It's that time of year again - the summer is coming to a close, and students are heading to college... And starting the clock ticking on accumulating that student loan debt!
Before we get started, here's a little something to set the stage for this topic. This is a picture of my friend Pam (who I met in college, back in the day), and her daughter who recently graduated from college. Has it been that long?!? - my how time flies!
And how did I choose the topic of student loan debt? I came upon this article, and both the topic and the map caught my attention. Here's a screen-capture of their map:
But the map caught my attention for a bad reason - I couldn't figure out what it meant!

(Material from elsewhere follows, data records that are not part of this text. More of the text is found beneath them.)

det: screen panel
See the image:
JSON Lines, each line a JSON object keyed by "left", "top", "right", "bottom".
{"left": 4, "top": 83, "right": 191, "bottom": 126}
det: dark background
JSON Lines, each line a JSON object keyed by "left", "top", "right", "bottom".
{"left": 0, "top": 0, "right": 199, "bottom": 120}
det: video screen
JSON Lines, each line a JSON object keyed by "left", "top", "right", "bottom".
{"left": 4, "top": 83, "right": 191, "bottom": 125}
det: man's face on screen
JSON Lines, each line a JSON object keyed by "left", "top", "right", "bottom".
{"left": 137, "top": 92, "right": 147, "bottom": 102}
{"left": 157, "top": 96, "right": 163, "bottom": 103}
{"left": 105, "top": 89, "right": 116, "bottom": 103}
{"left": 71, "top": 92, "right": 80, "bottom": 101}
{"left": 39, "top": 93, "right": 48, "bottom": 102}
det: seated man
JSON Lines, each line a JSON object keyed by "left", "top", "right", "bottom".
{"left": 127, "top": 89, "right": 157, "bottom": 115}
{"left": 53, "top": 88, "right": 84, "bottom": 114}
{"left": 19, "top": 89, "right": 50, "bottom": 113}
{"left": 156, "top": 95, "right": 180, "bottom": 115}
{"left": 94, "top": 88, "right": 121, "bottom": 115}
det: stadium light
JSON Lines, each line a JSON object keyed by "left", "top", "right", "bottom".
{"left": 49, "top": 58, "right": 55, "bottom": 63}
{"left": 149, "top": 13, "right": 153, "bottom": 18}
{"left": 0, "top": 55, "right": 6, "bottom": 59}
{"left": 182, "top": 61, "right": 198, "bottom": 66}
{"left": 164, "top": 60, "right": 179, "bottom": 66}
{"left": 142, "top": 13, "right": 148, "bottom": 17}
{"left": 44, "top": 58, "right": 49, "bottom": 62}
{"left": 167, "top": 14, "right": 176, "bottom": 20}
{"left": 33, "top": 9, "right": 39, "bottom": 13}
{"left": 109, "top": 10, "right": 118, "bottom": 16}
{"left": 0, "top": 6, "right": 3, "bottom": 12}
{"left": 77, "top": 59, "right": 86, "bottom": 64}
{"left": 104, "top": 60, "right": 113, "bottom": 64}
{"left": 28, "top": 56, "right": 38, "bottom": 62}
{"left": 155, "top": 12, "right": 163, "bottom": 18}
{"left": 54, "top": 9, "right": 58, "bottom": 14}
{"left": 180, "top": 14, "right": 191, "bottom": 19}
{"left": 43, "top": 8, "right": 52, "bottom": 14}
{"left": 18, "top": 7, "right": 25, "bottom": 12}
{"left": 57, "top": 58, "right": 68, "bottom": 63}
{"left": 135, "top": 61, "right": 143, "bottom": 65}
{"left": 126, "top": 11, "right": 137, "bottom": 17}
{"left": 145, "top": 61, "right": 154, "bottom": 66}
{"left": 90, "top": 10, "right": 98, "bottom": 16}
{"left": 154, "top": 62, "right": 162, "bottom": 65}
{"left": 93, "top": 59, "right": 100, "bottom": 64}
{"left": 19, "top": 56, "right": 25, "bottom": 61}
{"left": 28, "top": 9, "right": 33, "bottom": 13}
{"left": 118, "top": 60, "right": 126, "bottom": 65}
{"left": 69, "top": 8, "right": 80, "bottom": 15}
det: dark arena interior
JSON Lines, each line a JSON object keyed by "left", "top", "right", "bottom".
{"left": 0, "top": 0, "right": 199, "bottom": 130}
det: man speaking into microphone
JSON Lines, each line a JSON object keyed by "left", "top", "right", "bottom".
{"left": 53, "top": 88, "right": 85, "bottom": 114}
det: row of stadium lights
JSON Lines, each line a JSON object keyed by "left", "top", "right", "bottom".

What did the colors represent? Were the states with 'good' values blue, or green? I first thought maybe the colored squares to the right were a legend, but they're actually just color-boxes for the states that might be too small to otherwise see. I quickly gave up on trying to understand their map, and set out to create my own map that would be more intuitive!
Cleaning the Data
I downloaded their data csv file, imported it into SAS, and created a preliminary map. At first glance the map seemed pretty reasonable. But upon closer examination, I noticed that two of the states looked a bit lighter than the lightest shade in the legend (I've circled them so you can more easily see which ones they are.) They were actually white - which meant that there was no matching data for that state. This makes the map potentially misleading, since people might assume that 'white' is the lowest color in the gradient legend.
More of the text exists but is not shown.